Re: Updates of SE-PostgreSQL 8.4devel patches (r1268) - Mailing list pgsql-hackers

From Zeugswetter Andreas OSB sIT
Subject Re: Updates of SE-PostgreSQL 8.4devel patches (r1268)
Date
Msg-id 6DAFE8F5425AB84DB3FCA4537D829A561CEA715FCF@M0164.s-mxs.net
Whole thread Raw
In response to Re: Updates of SE-PostgreSQL 8.4devel patches (r1268)  (Bruce Momjian <bruce@momjian.us>)
List pgsql-hackers
> If we use some type of integer, I suggest using this structure for
> pg_security:
>
>     CREATE TABLE pg_security(
>         relid oid,
>         secid int2,
>         secacl aclitem[],
>         secext TEXT
>     );
>
> This allows the per-row value to be a simple int2.  It also improves
> maintenance because rows are associated only with a specific table;
> unused values can then be removed more easily.  And it allows both
> secacl and secext security to be specified.

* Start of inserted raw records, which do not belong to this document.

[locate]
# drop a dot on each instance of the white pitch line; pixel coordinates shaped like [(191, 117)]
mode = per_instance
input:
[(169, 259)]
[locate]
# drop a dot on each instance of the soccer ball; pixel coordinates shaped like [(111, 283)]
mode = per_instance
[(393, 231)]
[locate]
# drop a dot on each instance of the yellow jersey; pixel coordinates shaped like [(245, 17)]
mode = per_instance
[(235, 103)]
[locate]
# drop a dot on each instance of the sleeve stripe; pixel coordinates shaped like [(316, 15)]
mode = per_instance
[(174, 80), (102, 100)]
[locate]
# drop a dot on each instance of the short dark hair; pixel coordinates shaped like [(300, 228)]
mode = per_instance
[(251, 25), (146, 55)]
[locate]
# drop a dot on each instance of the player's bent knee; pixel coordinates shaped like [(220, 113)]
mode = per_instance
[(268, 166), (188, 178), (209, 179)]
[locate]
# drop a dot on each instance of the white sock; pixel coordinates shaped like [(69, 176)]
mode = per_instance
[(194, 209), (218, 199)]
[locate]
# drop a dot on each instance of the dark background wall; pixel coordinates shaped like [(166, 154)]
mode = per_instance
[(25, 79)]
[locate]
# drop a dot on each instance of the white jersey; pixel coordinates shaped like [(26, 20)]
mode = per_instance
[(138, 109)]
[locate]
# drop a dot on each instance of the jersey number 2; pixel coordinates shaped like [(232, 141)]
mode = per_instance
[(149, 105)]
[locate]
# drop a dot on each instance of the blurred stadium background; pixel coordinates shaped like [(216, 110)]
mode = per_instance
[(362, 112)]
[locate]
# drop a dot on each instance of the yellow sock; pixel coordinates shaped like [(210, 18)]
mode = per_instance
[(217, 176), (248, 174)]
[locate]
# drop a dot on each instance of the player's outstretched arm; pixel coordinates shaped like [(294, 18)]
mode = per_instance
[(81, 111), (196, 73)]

I do not expect that the number of unique combinations of "rights"
strongly varies between the tables. Thus I think creating pg_security rows per table
would vastly increase the size of pg_security.
The expected size of pg_security is small in the current implementation.

Example: security_context = "top_secret_t"
With above schema you need one row in pg_security for each table that has "top_secret_t" rows.
The current implementation only needs one row for this, which is imho better.

CREATE TABLE pg_security(    secid serial,     secacl aclitem[],     secext TEXT);

May be ok, but I am with KaiGai, that it is not obvious how to update the
security context syntactically when using 2 subsystems simultaneously.
But using, restricting and selecting is easy.